Julia VENN, fondatrice de Foodwise, a également présenté son projet qui lutte contre le gaspillage alimentaire en redistribuant gratuitement les aliments récoltés aux enfants vulnérables. Le projet semble être sur la bonne voie car, en 2018, 70 000 repas ont été distribué auprès de 2000 orphelins, grâce à 17 tonnes de nourriture récoltées et a également permis d’éviter l’émission de 33 tonnes de CO2.

Julia VENN, fondatrice de Foodwise, entreprise sociale œuvrant également dans l'économie collaborative
Julia VENN, fondatrice de Foodwise, entreprise sociale œuvrant également dans l’économie collaborative

Un malgache dit en moyenne « aiza ho aiza » (traduisez « où ? ») vingt fois dans la même journée. C’est pourquoi Mihaja RAJOHNSON a décidé de créer Aizawaiza, une plateforme de mise en relation professionnelle et culturelle qui permet de localiser rapidement une entreprise ou un événement à travers les 6 provinces de Madagascar.
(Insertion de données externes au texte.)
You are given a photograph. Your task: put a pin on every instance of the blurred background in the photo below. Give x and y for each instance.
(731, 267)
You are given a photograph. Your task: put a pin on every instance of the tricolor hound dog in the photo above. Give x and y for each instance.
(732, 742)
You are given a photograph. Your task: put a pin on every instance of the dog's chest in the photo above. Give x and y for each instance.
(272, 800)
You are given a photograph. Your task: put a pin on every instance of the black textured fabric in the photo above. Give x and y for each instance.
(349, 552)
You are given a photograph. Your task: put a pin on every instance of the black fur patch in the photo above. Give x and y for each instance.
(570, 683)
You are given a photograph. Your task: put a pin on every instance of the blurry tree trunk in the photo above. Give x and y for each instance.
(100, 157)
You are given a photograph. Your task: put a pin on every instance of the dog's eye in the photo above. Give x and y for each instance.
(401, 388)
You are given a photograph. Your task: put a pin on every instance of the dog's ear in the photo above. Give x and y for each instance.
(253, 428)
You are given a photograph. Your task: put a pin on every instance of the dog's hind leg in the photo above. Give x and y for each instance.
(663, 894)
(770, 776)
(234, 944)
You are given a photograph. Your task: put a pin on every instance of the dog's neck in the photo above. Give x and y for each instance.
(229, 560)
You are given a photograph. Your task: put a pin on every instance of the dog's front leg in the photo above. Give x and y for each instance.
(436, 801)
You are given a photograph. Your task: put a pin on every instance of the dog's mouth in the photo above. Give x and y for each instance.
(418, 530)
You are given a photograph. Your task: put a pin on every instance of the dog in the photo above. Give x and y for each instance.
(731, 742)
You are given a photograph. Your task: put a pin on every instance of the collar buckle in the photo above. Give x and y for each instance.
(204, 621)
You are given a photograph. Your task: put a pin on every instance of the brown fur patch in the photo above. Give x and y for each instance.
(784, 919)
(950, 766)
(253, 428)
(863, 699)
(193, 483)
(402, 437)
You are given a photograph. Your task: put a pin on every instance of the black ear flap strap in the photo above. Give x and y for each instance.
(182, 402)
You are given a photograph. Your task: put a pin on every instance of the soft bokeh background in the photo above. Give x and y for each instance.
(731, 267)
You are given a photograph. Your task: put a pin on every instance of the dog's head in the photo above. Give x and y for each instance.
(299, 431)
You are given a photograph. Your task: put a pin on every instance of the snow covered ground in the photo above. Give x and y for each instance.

Mihaja RAJOHNSON, lors de sa présentation de sa plateforme Aizawaiza
Mihaja RAJOHNSON, lors de sa présentation de sa plateforme Aizawaiza

Landry Sylvano MAHASAINA, co-fondateur de Lemuriia et de E-zotra ambitionne de sécuriser et faciliter le transport national à Madagascar à partir d’une application mobile de réservation de billet de transport national en ligne. En cours de mise en place et de collaboration avec les coopératives au pays, l’application a été sélectionnée par l’accélérateur de start-up Orange Fab Madagascar.

Landry MAHASAINA, fondateur de Lemuriia E-zotra, la première solution de réservation de transport national en ligne à  Madagascar
Landry MAHASAINA, fondateur de Lemuriia E-zotra, la première solution de réservation de transport national en ligne à Madagascar

Louis Venceslas TSIRA, co-fondateur de Lemuriia, a également créé un réseau social dédié à l’enseignement appelé Madabooky. Cette plateforme vise à mettre en relation directe les établissements et les étudiants, avec des cours en tutoriels vidéos pour faciliter l’assimilation des notions. L’application est disponible sur Google Play.

Intelbac est, quant à lui, un projet de Tina Rakotozafy, qui permet de gérer le remplissage des bacs à ordures à l’aide d’objets connectés et de l’ultrason. Cette application permettra ainsi d’éviter que les bacs à ordure soient ramassés après qu’ils soient débordés.

Solofo ANDRIAMALALA, fils de médecins, a décidé de créer Aina, une application pour permettre d’accroître le développement de la mise en circulation de produits pharmaceutiques, vita malagasy ou non. Via cette plateforme, chaque nouveau produit pharmaceutique mis en circulation sera porté à la connaissance de chaque médecin même dans les régions enclavées, directement avec ses vertus et son prix.

La dernière intervenante, Anna RAZAFINDRAMIARINA, a présenté son application qui s’appelle Fantaro. Cette plateforme propose des Quizz ainsi que des jeux en ligne sur la culture et la tradition malgache. En cours de développement, la créatrice de Fantaro lance un appel à ceux qui seraient intéressés pour élaborer les questionnaires pour cette application, main dans la main avec elle.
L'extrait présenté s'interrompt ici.